Thought 1: Scale and Complexity Constrain Human‑Machine Collaboration
Large‑model successes are limited to codebases of a few hundred lines, whereas real systems span millions of lines. A single person cannot steer such complexity, and large models, trained token‑by‑token, struggle with global control, often behaving like greedy local optimizers.
Thought 2: Large Models Lack Abstract Thinking
Because training relies on massive text corpora, models acquire a flattened understanding and cannot grasp high‑level abstractions or precise correctness; they may produce 80‑95% correct code but still require human verification.
Consequently, traditional modular design and information hiding remain valuable, as they help humans manage complexity and verify code.

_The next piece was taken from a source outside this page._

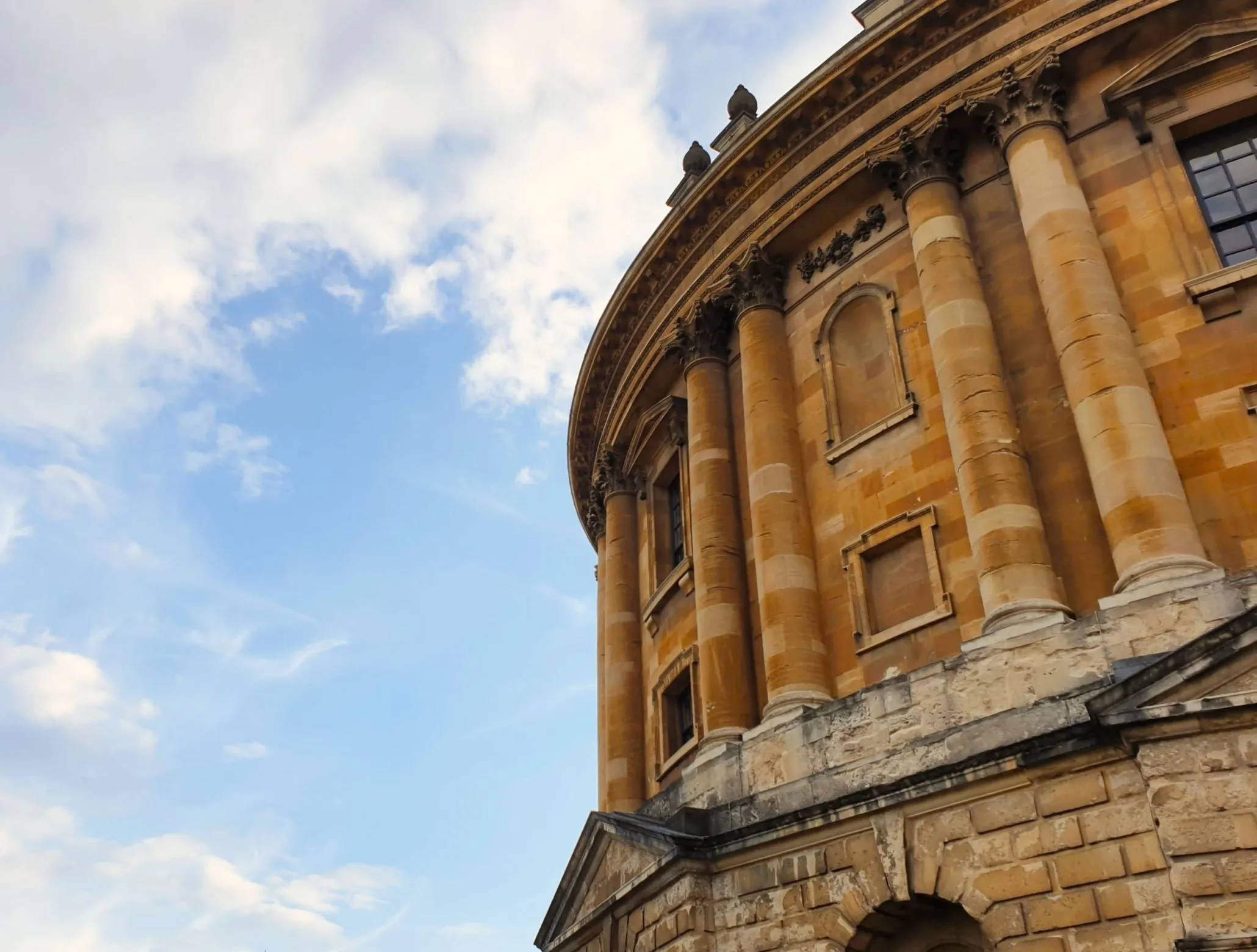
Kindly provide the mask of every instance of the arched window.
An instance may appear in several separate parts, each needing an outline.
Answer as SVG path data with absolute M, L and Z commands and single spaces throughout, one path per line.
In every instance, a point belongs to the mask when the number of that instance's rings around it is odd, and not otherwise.
M 821 362 L 833 462 L 916 412 L 904 379 L 895 293 L 876 284 L 846 291 L 821 323 Z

Thought 3: Software Development Involves Tacit Knowledge
Much of our expertise resides in informal sketches, whiteboard discussions, and undocumented decisions that large models cannot capture, even if recorded as images or audio.
Thought 4: Models Offer Limited Support for Maintaining Complex Systems
When code is added to long‑standing projects, understanding the full architecture, APIs, and context exceeds current model capabilities.
Embracing Large Models the Right Way
While I advocate adopting large models, we must differentiate software types. For cloud‑native platforms with thin application layers, models can have deeper impact, but end‑to‑end code generation for large, complex systems is unrealistic.
Recommendation 1: Strengthen Digital and Knowledge Foundations
Improve digital traceability—why code changes, error origins, and recurring bugs—to avoid knowledge waste and repetitive implementations.
Recommendation 2: Focus on Core Skill Development
Classic software‑engineering techniques (e.g., contract‑based design) will likely be revitalized by large models, but must be combined with data‑driven AI methods.
Recommendation 3: Build an Intelligent Interaction Engine Between Models, Humans, and Tools
Achieving 3‑5× efficiency gains requires seamless human‑machine collaboration, integrating large models with various development tools to approach true software‑development automation.